Evolutionary information improves prediction accuracy. For two methods the use of multiple alignment information is reported to clearly improve the accuracy of predicting transmembrane helices (Persson & Argos, 1996; Rost, 1996b). The best current prediction methods have a similar high accuracy around 95%. One such method uses a system of neural networks similar to the one used to predict secondary structure (PHDhtm). In order to predict the orientation of the helices (i.e. the topology) a simple rule is applied: positively charged residues occur more often in intra-cytoplasmic than in extra-cytoplasmic regions. The advanced neural network system has been improved significantly by adding a dynamic programming algorithm to the neural network output. The principle idea is to use the neural network output as an energy landscape and to find the optimal path through this landscape (Rost et al., 1996b). As reliable data for the locations of transmembrane helices exists only for a few proteins, data used for deriving these methods originate predominantly from experiments in cell biology and gene-fusion techniques. Different experimental groups often report different locations for transmembrane regions. Thus, the level of 95% accuracy is not verifiable. Despite this uncertainty in detail, the prediction of transmembrane helices is a valuable tool to quickly scan entire chromosomes (Rost et al., 1996b). The classification into membrane/not-membrane proteins has an expected error rate of less than two percent, i.e., about two percent of the proteins predicted to contain transmembrane regions will probably be false positives. The predictions of transmembrane helices has provided a lower bound to approach the question of how many proteins organisms need for, e.g., communication: the percentage of proteins with transmembrane helices has been estimated to be about 25% for yeast and haemophilus influenzae, and around 10-15% for mycoplasma genitalium and methanococcus jannaschii (Rost T, 1996).

Prediction in 2D

2D prediction in practice

No method currently available via the internet.
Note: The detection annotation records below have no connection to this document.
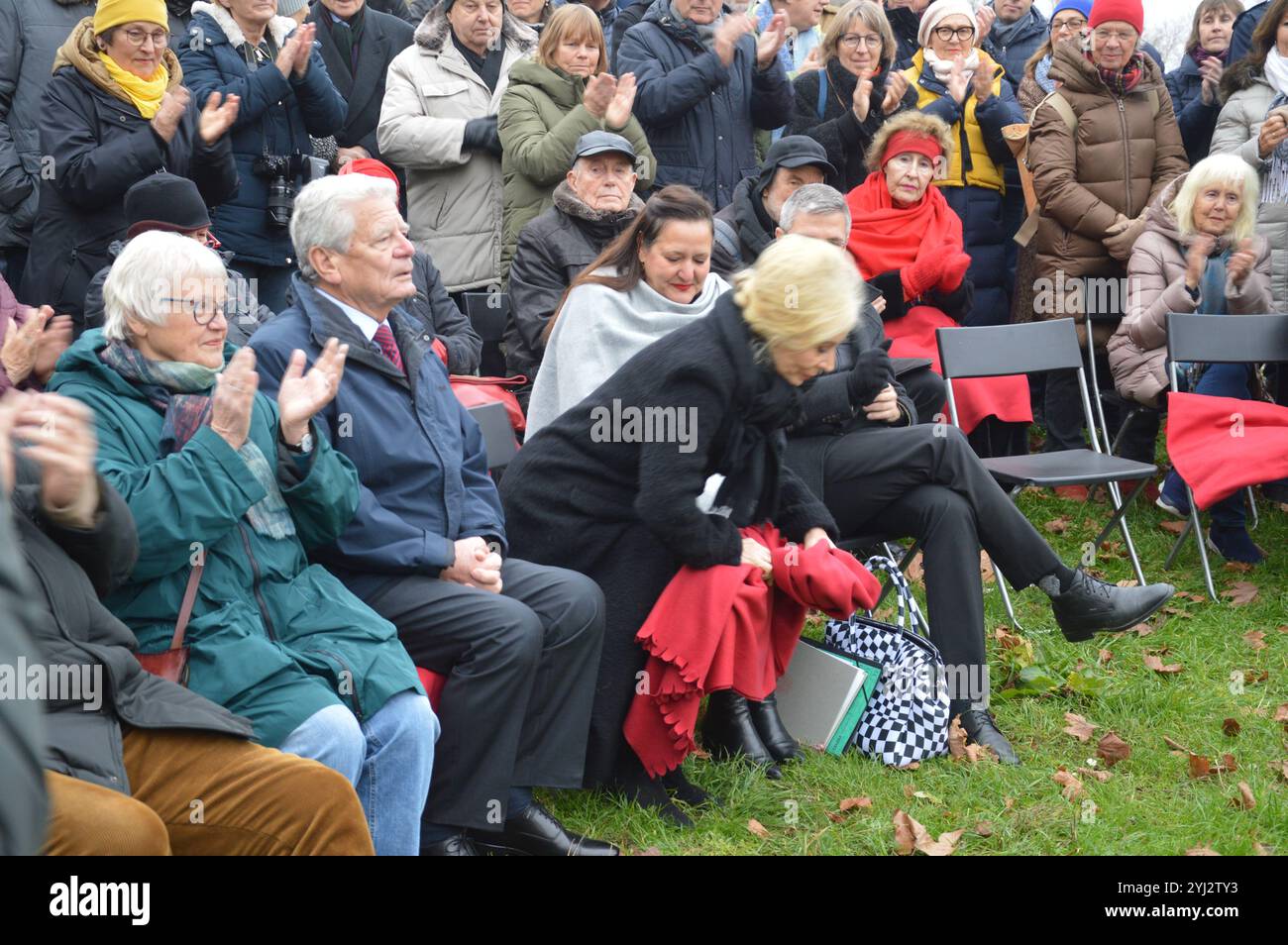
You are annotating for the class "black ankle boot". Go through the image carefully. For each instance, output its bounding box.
[702,688,783,782]
[961,708,1020,765]
[747,692,805,762]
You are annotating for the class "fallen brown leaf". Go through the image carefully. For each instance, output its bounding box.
[1063,712,1100,742]
[1221,580,1261,606]
[841,797,872,813]
[1143,653,1185,674]
[948,716,966,760]
[1051,768,1082,800]
[894,810,966,856]
[1231,782,1257,811]
[1096,731,1130,768]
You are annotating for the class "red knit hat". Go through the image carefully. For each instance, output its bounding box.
[1087,0,1145,34]
[340,158,402,199]
[881,132,944,167]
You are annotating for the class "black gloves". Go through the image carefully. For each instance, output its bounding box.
[461,115,501,158]
[846,339,894,407]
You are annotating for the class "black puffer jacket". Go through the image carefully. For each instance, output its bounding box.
[13,463,252,794]
[787,59,917,193]
[505,180,644,381]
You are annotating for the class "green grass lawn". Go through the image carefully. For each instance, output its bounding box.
[545,490,1288,855]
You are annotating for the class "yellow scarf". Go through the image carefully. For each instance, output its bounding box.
[98,52,170,120]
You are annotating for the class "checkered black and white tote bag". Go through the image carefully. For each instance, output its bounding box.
[823,555,948,768]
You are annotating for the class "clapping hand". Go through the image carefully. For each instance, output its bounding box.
[152,85,192,145]
[277,339,349,446]
[1225,240,1257,288]
[604,72,635,129]
[581,72,620,124]
[197,91,241,145]
[743,13,787,69]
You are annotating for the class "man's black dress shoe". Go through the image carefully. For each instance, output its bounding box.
[472,800,621,856]
[420,833,483,856]
[1045,568,1176,643]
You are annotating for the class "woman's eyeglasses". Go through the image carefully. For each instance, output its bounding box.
[836,32,881,49]
[935,26,975,43]
[161,296,236,328]
[123,30,170,48]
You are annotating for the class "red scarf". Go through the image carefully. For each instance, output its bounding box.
[622,524,881,775]
[845,170,962,279]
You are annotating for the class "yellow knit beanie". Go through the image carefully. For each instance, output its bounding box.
[94,0,170,36]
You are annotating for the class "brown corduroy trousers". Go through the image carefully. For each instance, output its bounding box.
[44,729,375,856]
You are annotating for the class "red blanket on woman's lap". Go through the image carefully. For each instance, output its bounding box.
[622,525,881,775]
[885,305,1033,433]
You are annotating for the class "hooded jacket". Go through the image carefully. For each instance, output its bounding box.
[1109,175,1274,407]
[376,4,537,292]
[497,55,654,273]
[617,0,793,209]
[1211,74,1288,312]
[1027,43,1189,299]
[179,0,345,266]
[22,17,239,321]
[505,180,644,381]
[0,0,94,252]
[49,330,421,747]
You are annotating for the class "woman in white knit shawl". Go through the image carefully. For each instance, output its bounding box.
[527,184,729,438]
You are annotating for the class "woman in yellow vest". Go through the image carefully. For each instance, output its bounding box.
[905,0,1024,325]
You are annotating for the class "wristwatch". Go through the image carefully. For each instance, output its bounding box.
[284,433,313,456]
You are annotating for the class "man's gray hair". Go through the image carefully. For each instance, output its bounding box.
[291,173,398,282]
[103,231,228,343]
[778,184,850,233]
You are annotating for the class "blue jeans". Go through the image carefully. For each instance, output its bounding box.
[279,692,439,856]
[1163,365,1252,528]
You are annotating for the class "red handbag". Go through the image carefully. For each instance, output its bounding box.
[448,374,528,433]
[134,564,205,686]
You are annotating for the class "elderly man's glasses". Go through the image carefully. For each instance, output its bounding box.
[161,296,237,328]
[935,26,975,43]
[837,32,881,49]
[123,30,170,47]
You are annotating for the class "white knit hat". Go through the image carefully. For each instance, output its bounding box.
[917,0,979,48]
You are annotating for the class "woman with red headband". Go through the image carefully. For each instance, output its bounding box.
[846,112,1033,454]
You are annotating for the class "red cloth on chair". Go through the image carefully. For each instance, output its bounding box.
[885,305,1033,433]
[622,525,881,777]
[1167,394,1288,508]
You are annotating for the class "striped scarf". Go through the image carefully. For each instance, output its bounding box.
[99,341,295,538]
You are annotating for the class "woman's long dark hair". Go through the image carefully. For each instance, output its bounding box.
[544,182,721,339]
[1221,0,1288,97]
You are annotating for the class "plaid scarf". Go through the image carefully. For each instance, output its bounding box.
[99,341,295,538]
[1086,52,1145,98]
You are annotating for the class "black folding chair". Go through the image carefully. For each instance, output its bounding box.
[1163,312,1288,600]
[471,402,519,478]
[935,318,1158,626]
[463,292,510,377]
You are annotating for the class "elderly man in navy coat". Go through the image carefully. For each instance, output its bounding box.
[250,173,617,856]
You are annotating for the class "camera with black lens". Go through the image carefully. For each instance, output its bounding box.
[252,155,296,229]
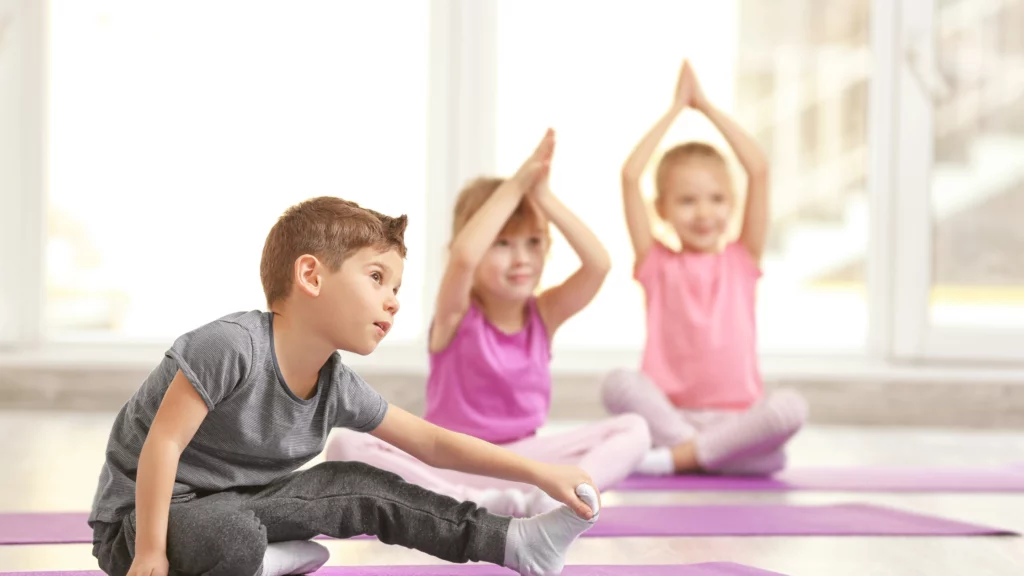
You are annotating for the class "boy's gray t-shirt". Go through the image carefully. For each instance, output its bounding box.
[89,311,387,526]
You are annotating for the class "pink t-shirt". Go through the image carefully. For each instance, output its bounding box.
[635,242,763,409]
[424,298,551,444]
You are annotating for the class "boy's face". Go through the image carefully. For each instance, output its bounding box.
[321,247,404,356]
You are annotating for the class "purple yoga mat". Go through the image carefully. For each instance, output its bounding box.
[607,467,1024,492]
[0,562,782,576]
[587,504,1016,537]
[0,504,1015,544]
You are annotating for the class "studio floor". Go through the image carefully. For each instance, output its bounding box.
[0,411,1024,576]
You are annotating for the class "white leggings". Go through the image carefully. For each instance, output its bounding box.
[601,370,807,476]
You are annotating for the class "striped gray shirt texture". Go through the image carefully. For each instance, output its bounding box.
[89,311,388,526]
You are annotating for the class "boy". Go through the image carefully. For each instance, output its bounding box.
[89,191,599,576]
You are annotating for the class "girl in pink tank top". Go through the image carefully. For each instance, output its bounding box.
[328,130,650,516]
[602,63,807,475]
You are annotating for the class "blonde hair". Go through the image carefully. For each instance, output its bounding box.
[452,176,550,244]
[654,141,733,202]
[259,196,409,306]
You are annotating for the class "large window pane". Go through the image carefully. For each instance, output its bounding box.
[46,0,428,339]
[498,0,869,352]
[930,0,1024,330]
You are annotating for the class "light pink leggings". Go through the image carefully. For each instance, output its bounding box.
[601,370,807,476]
[327,414,650,500]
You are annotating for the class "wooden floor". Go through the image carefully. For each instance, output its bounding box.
[0,411,1024,576]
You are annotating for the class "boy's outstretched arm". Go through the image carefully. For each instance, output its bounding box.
[684,64,768,261]
[531,177,611,339]
[370,405,600,520]
[428,130,554,352]
[129,370,209,576]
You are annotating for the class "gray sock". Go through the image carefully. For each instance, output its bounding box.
[259,540,331,576]
[505,484,600,576]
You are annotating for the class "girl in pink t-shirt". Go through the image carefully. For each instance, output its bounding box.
[328,130,650,516]
[602,63,807,475]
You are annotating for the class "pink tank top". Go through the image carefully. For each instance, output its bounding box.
[635,242,762,409]
[424,298,551,444]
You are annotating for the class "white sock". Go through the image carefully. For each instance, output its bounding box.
[505,484,601,576]
[467,488,528,518]
[636,448,676,476]
[525,488,563,517]
[259,540,331,576]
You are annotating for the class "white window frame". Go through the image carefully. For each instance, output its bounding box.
[891,0,1024,363]
[6,0,1024,377]
[0,0,47,348]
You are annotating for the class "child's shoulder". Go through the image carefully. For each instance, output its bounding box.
[172,311,273,356]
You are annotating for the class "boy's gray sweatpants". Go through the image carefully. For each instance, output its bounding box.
[92,461,510,576]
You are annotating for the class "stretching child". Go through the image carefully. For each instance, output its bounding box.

Principles of predicting inter-residue contacts

Prediction problem is a hard one, but the stakes are high. Given all inter-residue contacts or distances, 3D structure can be reconstructed by distance geometry or molecular dynamics. This is used for the determination of 3D structures by nuclear magnetic resonance (NMR) spectroscopy which produces experimental data of distances between protons (Nilges, 1996). Can inter-residue contacts be predicted? Obviously, some fraction of these contacts can be: helices and strands can be assigned based on hydrogen-bonding pattern between residues. Thus, a successful prediction of secondary structure implies a successful prediction of some fraction of all the contacts. However, contacts predicted from secondary structure assignment are short-ranged, i.e., between residues nearby in sequence. For a successful application of distance geometry, long-range contacts have to be predicted, i.e., contacts between residues far apart in sequence. A few methods have been proposed for the prediction of long-range inter-residue contacts (Nilges & Brünger, 1993; Saitoh et al., 1993; Galaktionov & Marshall, 1994; Goebel et al., 1994; Hubbard, 1994; Neher, 1994; Rodionov & Johnson, 1994; Shindyalov et al., 1994; Taylor & Hatrick, 1994; Aszodi et al., 1995; Galaktionov & Marshall, 1996; Reese et al., 1996). The most promising one may be a rather novel neural network based approach (Lund et al., 1997). Two questions surround such methods: first, how accurate are these prediction methods on average; and second, are all important contacts predicted?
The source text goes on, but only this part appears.